Dominating one end of Milan’s Piazza del Duomo, Ettore Rosa’s 15m-tall bronze sculpture Monument to Vittorio Emanuele II (1878-1896) depicts the first king of Italy mounted on a horse as he rallies his troops during the Second Italian War of Independence.

Two climate activists affiliated with the group Ultima Generazione (Last Generation) approached the monument on March 9 holding red canisters attached to pipes and sprayed the statue with bright yellow paint. The activists, who have been identified as a 26-year-old man and 23-year-old woman, were arrested by Carabinieri law enforcement officers shortly after the protest.

Cleaning specialists from the waste disposal agency Amsa, funded by the city of Milan, arrived at the scene less than an hour after the demonstration and attempted to clean the monument using jets of high pressure water, according to reports. Officers were unable to immediately remove the paint.

A report sent last week by the superintendent of archaeology, fine arts and landscapes of Milan to the Italian ministry of culture concluded that the decision of the city council to use large quantities of water to remove the paint “was inappropriate and certainly ineffective”. Local journal Il Giorno claims that Amsa’s cleanup efforts “appear to have set the paintwork even more permanently.”

Milan Mayor Giuseppe Sala told reporters Friday that his administration does not employ the specialized personnel necessary for the cleaning of the statue and will therefore launch a call for tenders to appoint an external restorer. “I do not believe it [the climate activists] didn’t know they were using non-removable paint,” Sala said. told reporters. Sala added that the city council could take civil action against the protesters.

A council spokesman said The arts journal a “complex” restoration project “with scaffolding” will now be required to remove the paint.
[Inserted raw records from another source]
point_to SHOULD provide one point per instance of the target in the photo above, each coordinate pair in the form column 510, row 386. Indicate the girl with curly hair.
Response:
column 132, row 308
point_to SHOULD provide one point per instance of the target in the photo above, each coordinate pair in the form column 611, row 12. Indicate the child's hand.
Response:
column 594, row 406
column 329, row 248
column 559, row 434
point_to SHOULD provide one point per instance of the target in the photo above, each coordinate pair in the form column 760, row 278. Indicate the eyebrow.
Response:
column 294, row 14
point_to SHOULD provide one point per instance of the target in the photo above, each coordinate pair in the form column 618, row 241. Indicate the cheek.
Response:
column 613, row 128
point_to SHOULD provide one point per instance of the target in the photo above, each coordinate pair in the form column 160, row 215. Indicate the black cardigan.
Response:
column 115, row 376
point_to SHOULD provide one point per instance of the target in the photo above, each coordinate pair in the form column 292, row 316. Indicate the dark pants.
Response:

Ultima Generazione has staged many similar protests in Milan in recent months, smearing the facade of La Scala opera house in blue and pink paint in December and covering the base of a famous statue of a protruding middle finger by Maurizio Cattelan with pigment. yellow in January. The paint was successfully removed in both cases.
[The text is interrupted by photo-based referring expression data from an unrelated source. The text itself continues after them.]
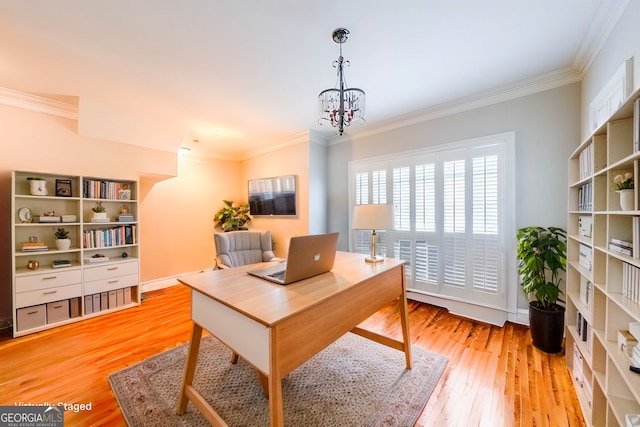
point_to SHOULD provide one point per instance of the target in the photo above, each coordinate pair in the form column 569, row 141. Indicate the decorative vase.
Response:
column 626, row 200
column 63, row 244
column 38, row 187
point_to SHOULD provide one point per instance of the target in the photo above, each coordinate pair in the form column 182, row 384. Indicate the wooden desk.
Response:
column 277, row 328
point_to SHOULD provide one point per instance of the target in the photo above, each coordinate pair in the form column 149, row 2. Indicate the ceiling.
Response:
column 242, row 76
Ultima Generazione denied intentionally damaging the monument in Piazza del Duomo. “We used the exact same paint as in the other cases, and like the other cases, we had no intention of [permanently] damaging the work,” Ultima Generazione told the Italian news site fanpage.

Meanwhile, the Italian government last week approved a bill that would impose tougher penalties on protesters who target heritage. Under the new law, anyone who damages works of art or monuments could face fines ranging from €20,000 to €60,000; the law also provides for fines of €10,000 to €40,000 for those who damage heritage sites.